An Epic Tale of the Fall of Man
Resources and Additional Data
Each god in The Korvaid holds three traits that represent his or her likeness and affinity. These traits are broken down into three categories: intangible affinities, elemental attachments, and animal likenesses. Intangible affinities of the gods are tied to human emotions or human constructs such as love, law, or ethics. Likewise, elemental attachments and animal likenesses bear a strong similarity to each god’s personal affinities. The gods are often portrayed as emotionally-charged, lacking sensibility and reason, and often bicker amongst each other with petty disputes. The gods’ affinities are typically the foundation for many of their disagreements; however, Klemnos, God of Law, and Sarsus, God of Order, tend to demonstrate a limited immunity, free from personal engagements.
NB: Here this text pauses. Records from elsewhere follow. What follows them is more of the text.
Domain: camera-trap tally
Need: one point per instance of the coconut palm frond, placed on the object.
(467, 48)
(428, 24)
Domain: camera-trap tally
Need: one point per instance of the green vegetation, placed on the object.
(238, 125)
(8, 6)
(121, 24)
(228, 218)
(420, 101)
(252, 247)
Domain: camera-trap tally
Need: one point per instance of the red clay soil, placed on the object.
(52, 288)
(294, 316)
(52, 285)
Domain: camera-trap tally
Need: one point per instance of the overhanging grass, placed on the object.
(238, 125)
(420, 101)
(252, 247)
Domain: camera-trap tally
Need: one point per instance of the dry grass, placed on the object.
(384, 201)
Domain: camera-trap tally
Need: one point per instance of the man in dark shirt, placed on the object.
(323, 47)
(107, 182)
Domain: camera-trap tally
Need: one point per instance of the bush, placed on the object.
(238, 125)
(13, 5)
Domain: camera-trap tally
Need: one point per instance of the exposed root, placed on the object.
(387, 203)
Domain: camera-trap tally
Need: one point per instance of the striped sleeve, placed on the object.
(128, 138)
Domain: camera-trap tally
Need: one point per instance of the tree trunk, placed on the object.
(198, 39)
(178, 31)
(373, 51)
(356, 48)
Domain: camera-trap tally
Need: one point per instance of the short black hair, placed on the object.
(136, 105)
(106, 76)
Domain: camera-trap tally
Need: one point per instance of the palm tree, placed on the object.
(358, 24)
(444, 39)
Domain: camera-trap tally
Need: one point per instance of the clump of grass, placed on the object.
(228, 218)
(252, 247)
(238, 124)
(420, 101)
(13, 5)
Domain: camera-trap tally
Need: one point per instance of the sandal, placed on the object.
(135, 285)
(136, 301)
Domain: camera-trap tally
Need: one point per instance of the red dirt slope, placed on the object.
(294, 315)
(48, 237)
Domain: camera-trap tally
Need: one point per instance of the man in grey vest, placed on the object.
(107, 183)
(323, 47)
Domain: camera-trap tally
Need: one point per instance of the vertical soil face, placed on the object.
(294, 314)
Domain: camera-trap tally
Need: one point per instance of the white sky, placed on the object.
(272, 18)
Given the nature of Klemnos’ and Sarsus’ personal affinities, such detachment should not be surprising.
The gods of The Korvaid are somewhat loosely representative of the natural opposition of universal forces. As with matter and anti-matter, yin and yang, each god has his or her antipode. It is not unexpected then that such an existence is naturally the basis for dissent. However, while every intent is to create a series of diametric opposites throughout The Korvaid, I did not complete the cycle–if you could call it thus–when I first conceived the notion of this epic poem. Thus, many gods currently exist without their universal equal, and I suppose it could be argued that the gods are therefore out of balance. Many of these immortal beings are simply minor characters throughout the plot, so such an oversight does not yet create a contradiction within the realm of the gods.
The following chart diagrams gods that have currently been spoken of, referenced, or planned to be included within The Korvaid. I have offered an explanation below of each, and why I chose the particular affinities, attachments, or likenesses selected to represent individual gods:
|Intangible Affinity||Elemental Attachment||Animal Likeness||Name|
|Order||Sun||Lion (the Hunter)||Sarsus|
|Chaos||Stars||Jackal (the Scavenger)||Sarvus|
|Love||Fire (Light or the Day)||Doe||Nova|
|Hate||Darkness (the Night)||Serpent||Thaemnius|
|Ethics||the Storm||Thundering Herds||Tyraneus|
Mythology and Mythological Creatures
- Klemnos, god of Law, is sometimes refered to as “the vengeful,” mostly in reference to his place as lawful punishment.
- Termidus, sacred mountain of uncertain location. Believed to house the lesser diety, Trimus, ruler of snow.
- The Scythmenides (Sith-men-ih-dees; sometimes spelled Cythmenides or Sythmenides; Judges Equiv. Furies)
- The Clypmeons, fearsome beasts with long tails, tipped with a series of spikes not all that dissimilar to a spiked mace. They are adorned with the head of a bull and six horns, three per side. They stand atop six muscular legs, each tipped with the claws of a tiger. Sometimes seen mounted by one of the Scythmenides.
- Novaeid, creature purportedly created when Nova (Love) became angry with her husband Thaemnius (Hate). Most closely resemble a floating flame but drips blood.
- Lytheon, winged creature. Similar to a dragon with golden and greenish flesh, two heads, four wings instead of two, and arms of a man. Often seen carrying blades.